AuREUS panels work by using luminescent particles derived from waste crops through the process of crushing, juice extraction, and filtration, to absorb high energy particles in ultraviolet and gamma rays. The particles are suspended in a moldable resin that can be installed as cladding or between two panes of a double glazed window. The panels then degrade the energy particles and reemit them as light, which can be captured and converted into electricity via photovoltaic (PV) cells and can either be stored or used immediately.

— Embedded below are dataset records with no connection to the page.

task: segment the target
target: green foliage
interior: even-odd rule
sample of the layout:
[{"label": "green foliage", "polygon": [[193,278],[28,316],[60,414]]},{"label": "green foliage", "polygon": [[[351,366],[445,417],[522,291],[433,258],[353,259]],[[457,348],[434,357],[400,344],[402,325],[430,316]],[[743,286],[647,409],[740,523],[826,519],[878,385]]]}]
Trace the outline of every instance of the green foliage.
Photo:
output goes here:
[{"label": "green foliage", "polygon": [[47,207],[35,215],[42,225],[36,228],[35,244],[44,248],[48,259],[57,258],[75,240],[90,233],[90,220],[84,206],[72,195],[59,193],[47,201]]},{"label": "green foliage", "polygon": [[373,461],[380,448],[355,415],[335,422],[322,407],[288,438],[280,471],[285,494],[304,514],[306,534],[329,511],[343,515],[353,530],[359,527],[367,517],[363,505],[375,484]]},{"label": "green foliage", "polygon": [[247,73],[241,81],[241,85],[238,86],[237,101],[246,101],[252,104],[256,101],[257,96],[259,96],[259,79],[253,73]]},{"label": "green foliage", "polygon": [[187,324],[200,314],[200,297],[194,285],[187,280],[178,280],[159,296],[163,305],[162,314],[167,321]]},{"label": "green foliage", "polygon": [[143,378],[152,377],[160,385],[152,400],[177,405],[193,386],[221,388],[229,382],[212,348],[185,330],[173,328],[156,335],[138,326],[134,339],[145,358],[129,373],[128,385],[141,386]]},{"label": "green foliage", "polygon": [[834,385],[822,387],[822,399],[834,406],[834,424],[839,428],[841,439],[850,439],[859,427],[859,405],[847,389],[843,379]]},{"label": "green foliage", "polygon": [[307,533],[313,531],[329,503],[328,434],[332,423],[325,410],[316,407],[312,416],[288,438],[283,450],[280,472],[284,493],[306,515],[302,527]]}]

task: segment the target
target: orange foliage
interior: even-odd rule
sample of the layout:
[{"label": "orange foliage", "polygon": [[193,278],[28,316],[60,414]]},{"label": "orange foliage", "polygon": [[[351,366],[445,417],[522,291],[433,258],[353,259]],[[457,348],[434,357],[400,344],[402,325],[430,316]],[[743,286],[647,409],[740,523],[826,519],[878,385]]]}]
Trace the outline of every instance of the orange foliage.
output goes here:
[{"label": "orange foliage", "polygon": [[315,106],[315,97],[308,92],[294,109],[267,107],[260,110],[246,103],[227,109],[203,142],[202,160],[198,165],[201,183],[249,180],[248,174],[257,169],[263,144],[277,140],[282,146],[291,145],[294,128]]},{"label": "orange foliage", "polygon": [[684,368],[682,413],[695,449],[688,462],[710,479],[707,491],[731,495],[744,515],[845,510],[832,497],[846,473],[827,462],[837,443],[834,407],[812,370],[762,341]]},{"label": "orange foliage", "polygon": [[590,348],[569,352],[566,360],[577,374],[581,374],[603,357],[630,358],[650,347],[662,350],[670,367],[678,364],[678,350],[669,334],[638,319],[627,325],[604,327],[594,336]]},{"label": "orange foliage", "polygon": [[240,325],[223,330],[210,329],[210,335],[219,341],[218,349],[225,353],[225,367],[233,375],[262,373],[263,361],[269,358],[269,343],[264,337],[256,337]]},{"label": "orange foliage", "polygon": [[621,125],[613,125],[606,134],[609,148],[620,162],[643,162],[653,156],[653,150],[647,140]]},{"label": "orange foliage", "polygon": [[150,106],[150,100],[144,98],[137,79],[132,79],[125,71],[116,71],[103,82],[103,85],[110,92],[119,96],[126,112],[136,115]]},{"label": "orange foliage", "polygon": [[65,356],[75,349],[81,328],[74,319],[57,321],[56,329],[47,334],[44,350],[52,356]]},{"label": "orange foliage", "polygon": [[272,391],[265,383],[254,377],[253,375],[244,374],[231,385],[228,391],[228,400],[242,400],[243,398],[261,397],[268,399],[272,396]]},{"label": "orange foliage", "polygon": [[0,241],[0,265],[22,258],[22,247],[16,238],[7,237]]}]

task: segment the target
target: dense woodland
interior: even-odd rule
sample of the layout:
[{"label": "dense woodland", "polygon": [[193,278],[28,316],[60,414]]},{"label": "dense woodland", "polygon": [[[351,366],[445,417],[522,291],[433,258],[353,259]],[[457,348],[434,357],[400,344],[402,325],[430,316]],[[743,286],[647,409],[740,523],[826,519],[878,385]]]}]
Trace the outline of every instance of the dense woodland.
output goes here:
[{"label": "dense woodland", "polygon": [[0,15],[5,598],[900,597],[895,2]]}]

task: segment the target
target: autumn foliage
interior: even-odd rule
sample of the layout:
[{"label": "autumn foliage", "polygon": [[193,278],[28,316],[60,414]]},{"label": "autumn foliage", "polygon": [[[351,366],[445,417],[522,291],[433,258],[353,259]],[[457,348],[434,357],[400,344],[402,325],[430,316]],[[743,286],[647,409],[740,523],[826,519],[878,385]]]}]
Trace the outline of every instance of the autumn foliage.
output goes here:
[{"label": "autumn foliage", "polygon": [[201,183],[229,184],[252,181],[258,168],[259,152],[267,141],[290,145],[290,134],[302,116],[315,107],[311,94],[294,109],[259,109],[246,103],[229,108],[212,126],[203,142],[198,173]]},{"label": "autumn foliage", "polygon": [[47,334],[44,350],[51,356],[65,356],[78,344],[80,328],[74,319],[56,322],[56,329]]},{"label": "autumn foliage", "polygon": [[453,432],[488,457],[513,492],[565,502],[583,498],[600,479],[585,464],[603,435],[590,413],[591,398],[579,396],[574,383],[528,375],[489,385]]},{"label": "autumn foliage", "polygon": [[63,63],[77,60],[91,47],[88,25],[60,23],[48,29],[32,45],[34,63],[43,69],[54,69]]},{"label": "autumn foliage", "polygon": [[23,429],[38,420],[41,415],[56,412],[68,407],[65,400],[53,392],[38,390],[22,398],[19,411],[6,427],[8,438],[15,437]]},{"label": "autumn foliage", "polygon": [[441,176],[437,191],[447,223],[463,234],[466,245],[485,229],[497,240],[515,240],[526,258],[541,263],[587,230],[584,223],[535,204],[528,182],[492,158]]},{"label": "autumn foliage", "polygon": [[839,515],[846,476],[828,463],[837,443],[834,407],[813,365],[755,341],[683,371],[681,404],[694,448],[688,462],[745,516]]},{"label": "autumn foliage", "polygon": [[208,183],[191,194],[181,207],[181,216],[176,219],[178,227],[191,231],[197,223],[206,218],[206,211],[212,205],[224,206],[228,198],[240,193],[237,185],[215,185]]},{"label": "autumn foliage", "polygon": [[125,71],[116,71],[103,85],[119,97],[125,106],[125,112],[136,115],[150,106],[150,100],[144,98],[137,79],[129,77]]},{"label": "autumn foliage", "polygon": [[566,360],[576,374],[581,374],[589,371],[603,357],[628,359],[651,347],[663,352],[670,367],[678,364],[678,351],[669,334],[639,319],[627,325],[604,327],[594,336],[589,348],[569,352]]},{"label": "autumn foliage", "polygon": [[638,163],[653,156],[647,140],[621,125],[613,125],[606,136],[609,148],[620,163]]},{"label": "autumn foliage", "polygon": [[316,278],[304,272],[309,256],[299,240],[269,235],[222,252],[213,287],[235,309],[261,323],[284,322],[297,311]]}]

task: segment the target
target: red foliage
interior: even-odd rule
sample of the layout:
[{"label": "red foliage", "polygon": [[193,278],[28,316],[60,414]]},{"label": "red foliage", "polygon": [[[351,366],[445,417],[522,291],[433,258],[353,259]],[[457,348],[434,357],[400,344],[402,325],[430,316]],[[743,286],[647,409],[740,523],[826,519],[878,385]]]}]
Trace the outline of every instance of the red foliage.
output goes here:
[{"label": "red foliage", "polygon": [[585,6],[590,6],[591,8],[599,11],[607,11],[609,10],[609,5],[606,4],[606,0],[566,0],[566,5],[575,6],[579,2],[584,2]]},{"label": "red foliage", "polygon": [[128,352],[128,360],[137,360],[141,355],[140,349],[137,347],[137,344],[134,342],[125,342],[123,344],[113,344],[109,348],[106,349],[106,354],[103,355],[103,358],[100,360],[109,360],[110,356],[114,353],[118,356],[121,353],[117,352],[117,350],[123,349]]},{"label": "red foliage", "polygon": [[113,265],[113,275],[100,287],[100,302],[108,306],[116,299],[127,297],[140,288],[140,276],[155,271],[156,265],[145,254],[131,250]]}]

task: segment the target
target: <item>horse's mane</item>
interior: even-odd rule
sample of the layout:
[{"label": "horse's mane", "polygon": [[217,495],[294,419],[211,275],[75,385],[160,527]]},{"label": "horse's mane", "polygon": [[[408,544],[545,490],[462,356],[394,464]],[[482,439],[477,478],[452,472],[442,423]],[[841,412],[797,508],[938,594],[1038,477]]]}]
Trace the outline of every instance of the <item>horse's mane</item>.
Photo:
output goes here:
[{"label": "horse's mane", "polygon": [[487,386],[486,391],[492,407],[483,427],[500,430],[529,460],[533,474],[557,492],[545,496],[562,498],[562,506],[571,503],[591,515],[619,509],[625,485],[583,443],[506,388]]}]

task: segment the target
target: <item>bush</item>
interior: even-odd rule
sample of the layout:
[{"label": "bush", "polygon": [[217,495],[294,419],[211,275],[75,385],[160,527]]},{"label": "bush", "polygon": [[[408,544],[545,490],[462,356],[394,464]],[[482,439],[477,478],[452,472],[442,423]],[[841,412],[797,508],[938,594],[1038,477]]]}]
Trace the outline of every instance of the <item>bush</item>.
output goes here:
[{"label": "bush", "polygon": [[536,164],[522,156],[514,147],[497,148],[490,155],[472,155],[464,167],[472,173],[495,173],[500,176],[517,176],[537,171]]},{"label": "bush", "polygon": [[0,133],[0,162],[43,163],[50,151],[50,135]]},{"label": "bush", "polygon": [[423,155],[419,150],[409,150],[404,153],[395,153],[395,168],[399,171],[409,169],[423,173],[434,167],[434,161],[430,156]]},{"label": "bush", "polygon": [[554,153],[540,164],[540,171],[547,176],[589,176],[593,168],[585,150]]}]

“In that way, it can be directly used as a stand-alone or can be connected in groups to produce a higher output,” Maigue told Dezeen. “It can also be easily integrated into existing solar photovoltaic systems since its electrical output is suitable for such systems as well.”
“We need to [utilize] our resources more and create systems that don’t deplete our current resources,” Maigue told Dyson upon winning the James Dyson Award. “While AuREUS aims to generate electricity from natural resources, I also want to show that, even if we want to become more sustainable, it’s not only the future generation that would benefit, but also us, the present generation.”
He continued, “With AuREUS, we upcycle the crops of the farmers that were hit by natural disasters, such as typhoons, which also happen to be an effect of climate change. By doing this, we can be both future-looking, and solve the problems that we are currently experiencing now.” Both future generations and current farmers suffering the blows of climate change benefit when AuREUS is employed.
Maigue hopes to take his technology and turn it into threads that can be worked into fabrics and curved plates that can be adhered to vehicles and other modes of transportation.